Every girl has a romantic partner. Even Una, who tragically lost her fiancé, ends up finding love in a guy that has her deceased fiancé’s hand—and I wish I were kidding
Unwind ascribes stagnant roles to women that only draw emphasis to the male characters. Every significant step forward is made by a man. Connor takes down the flying harvest factory. Lev sacrifices himself on national television, waking people up to the issues of unwinding. Let’s not forget that Risa also was on television two years earlier, outing the corruption of Proactive Citizenry, but no one paid attention to this apparently.
This is a story about people being treated as just a bunch of parts, which subsequently is how the story treats its female characters. The Unwind series represents only a singular, if not poor, interpretation of women.
Change Takes Time
Unwind’s ending delivers promise to a better world. Because of Lev’s stunt—faking a terrorist-clapper bombing so people would shoot him dead—makes the world reexamine the moral consequences of unwinding teenagers.
When Connor, having been rewound, shows up in Washington ready to diplomatically fight the problem, it shows just the beginning of the solution. Rebuilding. Reconstruction. Proper Representation. Laws.
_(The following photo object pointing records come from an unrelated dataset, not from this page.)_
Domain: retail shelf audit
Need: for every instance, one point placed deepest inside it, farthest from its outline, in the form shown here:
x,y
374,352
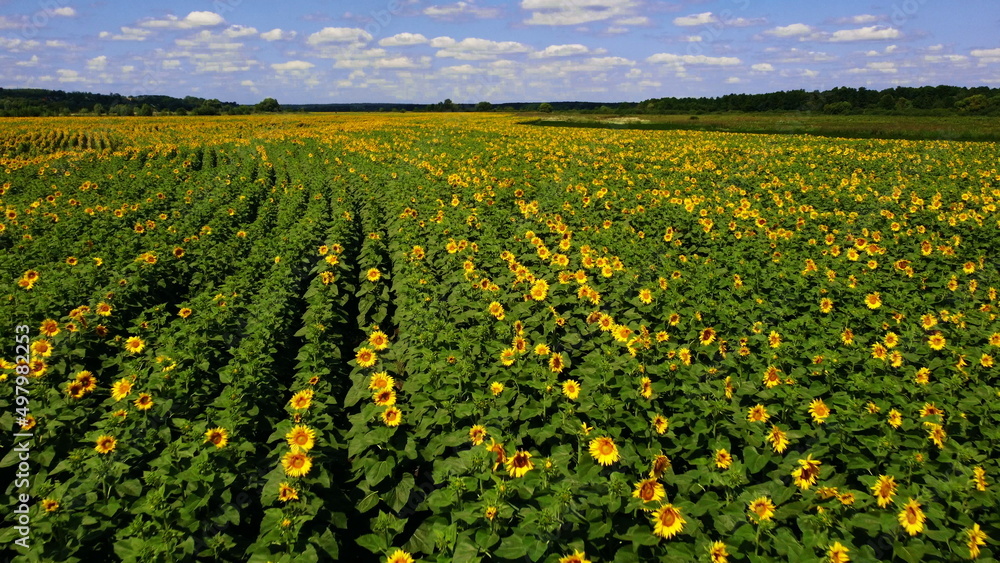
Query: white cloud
x,y
66,75
703,18
870,33
473,48
403,40
460,10
986,55
670,58
33,61
792,30
127,34
192,20
339,35
576,12
561,51
98,63
235,31
277,34
292,65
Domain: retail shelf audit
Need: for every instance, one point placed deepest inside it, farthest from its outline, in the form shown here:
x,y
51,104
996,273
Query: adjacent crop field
x,y
456,338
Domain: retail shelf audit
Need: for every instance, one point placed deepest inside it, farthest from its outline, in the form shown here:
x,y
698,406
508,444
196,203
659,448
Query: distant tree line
x,y
44,103
924,100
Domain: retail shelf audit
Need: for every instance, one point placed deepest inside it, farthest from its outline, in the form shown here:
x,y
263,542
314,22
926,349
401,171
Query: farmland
x,y
459,338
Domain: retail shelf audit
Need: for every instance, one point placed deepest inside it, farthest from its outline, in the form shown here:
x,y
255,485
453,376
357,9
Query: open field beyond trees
x,y
299,337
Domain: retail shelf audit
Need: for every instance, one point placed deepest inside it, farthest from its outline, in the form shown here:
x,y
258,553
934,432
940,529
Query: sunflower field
x,y
458,338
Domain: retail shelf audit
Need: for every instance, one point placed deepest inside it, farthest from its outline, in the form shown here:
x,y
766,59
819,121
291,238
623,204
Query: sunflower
x,y
575,557
144,402
301,400
296,463
384,397
761,509
667,521
217,436
41,348
88,381
819,411
106,444
646,387
723,459
778,439
758,413
399,556
539,290
477,434
604,450
134,345
301,437
837,553
976,539
520,464
649,490
392,416
717,552
571,388
707,336
884,489
287,492
556,363
806,475
659,467
895,418
937,341
366,357
378,340
912,518
772,377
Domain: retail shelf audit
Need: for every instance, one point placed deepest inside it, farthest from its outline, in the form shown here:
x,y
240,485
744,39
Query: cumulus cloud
x,y
277,34
473,48
576,12
870,33
127,34
703,18
192,20
792,30
339,35
561,51
670,58
98,63
403,40
292,65
460,10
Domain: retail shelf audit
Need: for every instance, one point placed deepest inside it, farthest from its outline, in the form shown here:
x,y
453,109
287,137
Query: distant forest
x,y
924,100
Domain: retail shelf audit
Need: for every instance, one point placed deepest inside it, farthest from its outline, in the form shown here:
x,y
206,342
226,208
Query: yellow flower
x,y
604,450
520,463
667,521
761,509
217,436
649,490
912,518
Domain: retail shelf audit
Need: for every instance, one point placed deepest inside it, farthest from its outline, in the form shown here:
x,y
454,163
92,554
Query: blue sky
x,y
302,51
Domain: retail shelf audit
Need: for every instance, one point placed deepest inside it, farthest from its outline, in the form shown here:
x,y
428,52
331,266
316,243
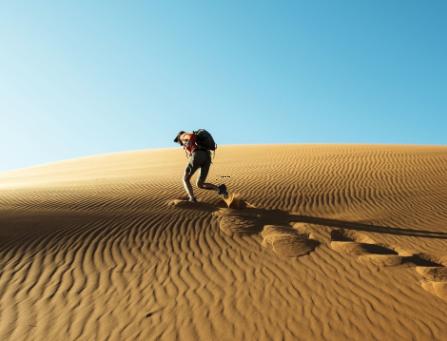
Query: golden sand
x,y
327,242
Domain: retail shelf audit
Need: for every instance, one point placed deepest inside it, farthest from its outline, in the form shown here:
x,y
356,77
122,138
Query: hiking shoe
x,y
223,190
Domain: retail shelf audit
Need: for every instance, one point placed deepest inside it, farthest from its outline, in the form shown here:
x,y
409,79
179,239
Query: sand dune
x,y
320,242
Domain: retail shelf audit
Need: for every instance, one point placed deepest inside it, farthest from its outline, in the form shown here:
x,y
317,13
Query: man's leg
x,y
203,174
189,171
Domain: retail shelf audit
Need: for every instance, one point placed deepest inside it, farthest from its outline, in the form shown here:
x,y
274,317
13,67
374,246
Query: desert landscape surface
x,y
318,242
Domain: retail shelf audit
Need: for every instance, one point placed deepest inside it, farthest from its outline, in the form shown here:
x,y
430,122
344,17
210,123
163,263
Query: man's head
x,y
177,138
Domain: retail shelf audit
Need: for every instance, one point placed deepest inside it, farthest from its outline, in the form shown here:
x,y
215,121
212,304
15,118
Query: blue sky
x,y
88,77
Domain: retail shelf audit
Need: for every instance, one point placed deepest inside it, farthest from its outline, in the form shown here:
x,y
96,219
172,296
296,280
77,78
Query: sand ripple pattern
x,y
96,249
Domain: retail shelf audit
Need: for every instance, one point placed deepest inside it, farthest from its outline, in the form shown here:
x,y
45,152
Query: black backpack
x,y
204,140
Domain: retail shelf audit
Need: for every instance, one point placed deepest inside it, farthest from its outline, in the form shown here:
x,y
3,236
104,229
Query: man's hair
x,y
177,138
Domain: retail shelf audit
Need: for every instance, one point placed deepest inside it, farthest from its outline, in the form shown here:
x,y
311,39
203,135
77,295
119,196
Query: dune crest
x,y
318,242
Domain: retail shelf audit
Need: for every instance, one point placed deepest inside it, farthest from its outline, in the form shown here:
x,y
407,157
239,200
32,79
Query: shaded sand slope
x,y
340,242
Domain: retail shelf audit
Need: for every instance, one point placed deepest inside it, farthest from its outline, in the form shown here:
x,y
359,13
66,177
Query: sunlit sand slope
x,y
320,242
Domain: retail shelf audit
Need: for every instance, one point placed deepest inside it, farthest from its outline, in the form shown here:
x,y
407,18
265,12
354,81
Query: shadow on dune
x,y
278,217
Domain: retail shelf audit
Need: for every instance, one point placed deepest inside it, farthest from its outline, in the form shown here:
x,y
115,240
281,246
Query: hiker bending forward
x,y
197,146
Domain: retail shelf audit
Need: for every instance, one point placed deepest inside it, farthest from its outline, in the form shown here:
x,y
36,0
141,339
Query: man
x,y
199,157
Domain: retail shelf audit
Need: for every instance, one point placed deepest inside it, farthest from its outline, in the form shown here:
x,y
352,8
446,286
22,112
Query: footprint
x,y
232,221
363,247
234,200
287,242
434,276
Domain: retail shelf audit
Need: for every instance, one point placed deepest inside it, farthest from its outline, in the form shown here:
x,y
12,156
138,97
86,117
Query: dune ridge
x,y
326,242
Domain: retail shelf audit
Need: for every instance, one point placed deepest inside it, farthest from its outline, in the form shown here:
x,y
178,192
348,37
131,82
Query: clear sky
x,y
80,78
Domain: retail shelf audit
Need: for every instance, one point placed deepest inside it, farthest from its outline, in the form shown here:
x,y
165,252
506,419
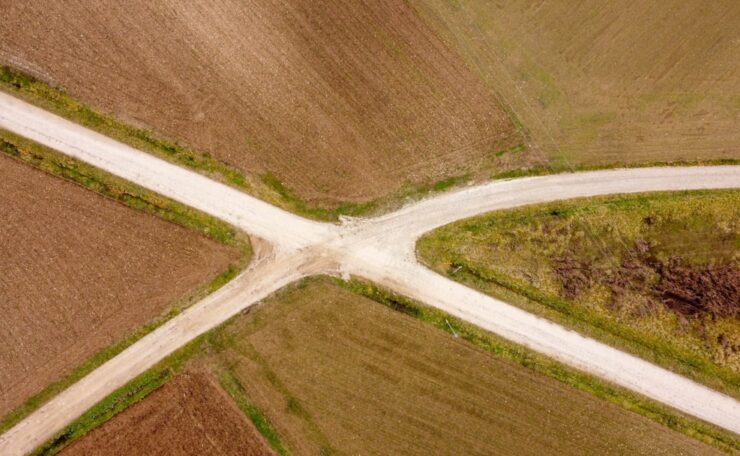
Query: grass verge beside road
x,y
221,349
267,186
137,198
618,269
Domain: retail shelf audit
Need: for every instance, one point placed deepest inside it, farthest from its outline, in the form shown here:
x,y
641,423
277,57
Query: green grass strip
x,y
138,198
673,419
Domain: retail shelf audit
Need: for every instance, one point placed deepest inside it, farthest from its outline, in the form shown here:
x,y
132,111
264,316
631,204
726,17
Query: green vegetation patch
x,y
504,349
138,198
210,347
267,186
655,274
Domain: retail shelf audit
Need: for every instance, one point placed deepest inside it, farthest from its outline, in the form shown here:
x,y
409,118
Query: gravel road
x,y
380,249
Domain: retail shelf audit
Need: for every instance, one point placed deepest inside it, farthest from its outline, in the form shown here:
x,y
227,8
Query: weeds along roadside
x,y
138,388
135,197
434,249
267,186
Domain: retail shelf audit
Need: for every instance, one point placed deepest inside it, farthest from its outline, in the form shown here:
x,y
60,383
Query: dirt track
x,y
68,258
341,100
380,249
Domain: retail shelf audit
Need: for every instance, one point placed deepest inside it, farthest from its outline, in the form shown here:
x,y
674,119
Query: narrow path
x,y
380,249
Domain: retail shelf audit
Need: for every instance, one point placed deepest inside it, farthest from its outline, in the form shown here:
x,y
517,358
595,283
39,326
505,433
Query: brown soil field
x,y
602,82
189,415
80,272
657,274
336,372
343,101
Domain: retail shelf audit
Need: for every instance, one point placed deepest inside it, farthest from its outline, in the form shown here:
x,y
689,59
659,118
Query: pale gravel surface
x,y
380,249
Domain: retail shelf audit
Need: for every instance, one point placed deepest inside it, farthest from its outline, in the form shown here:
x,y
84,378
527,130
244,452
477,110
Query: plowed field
x,y
189,415
341,100
79,272
601,82
336,371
These are things that were introduced and make the ending somewhat satisfying.
Overall, Unwind had its entertaining moments, and made sure everyone in the end got what they ‘deserved,’ but it falls to pieces in its plot and character departments. Although not a well-known series, Unwind does belong on someone’s shelf of dark dystopia, but it is, perhaps, too ‘morbid’for some too read.
Blogger Note:
So sorry for the infrequent posting. To say the least, a number of issues have marred me in the last couple months: Lows, online class, sickness, and horrrrrible reading dry spells. The good news? Online class shall soon end, the sickness is going away, and OMG, I’ve got my reading groove back! Yay! I should be back to posting regularly soon.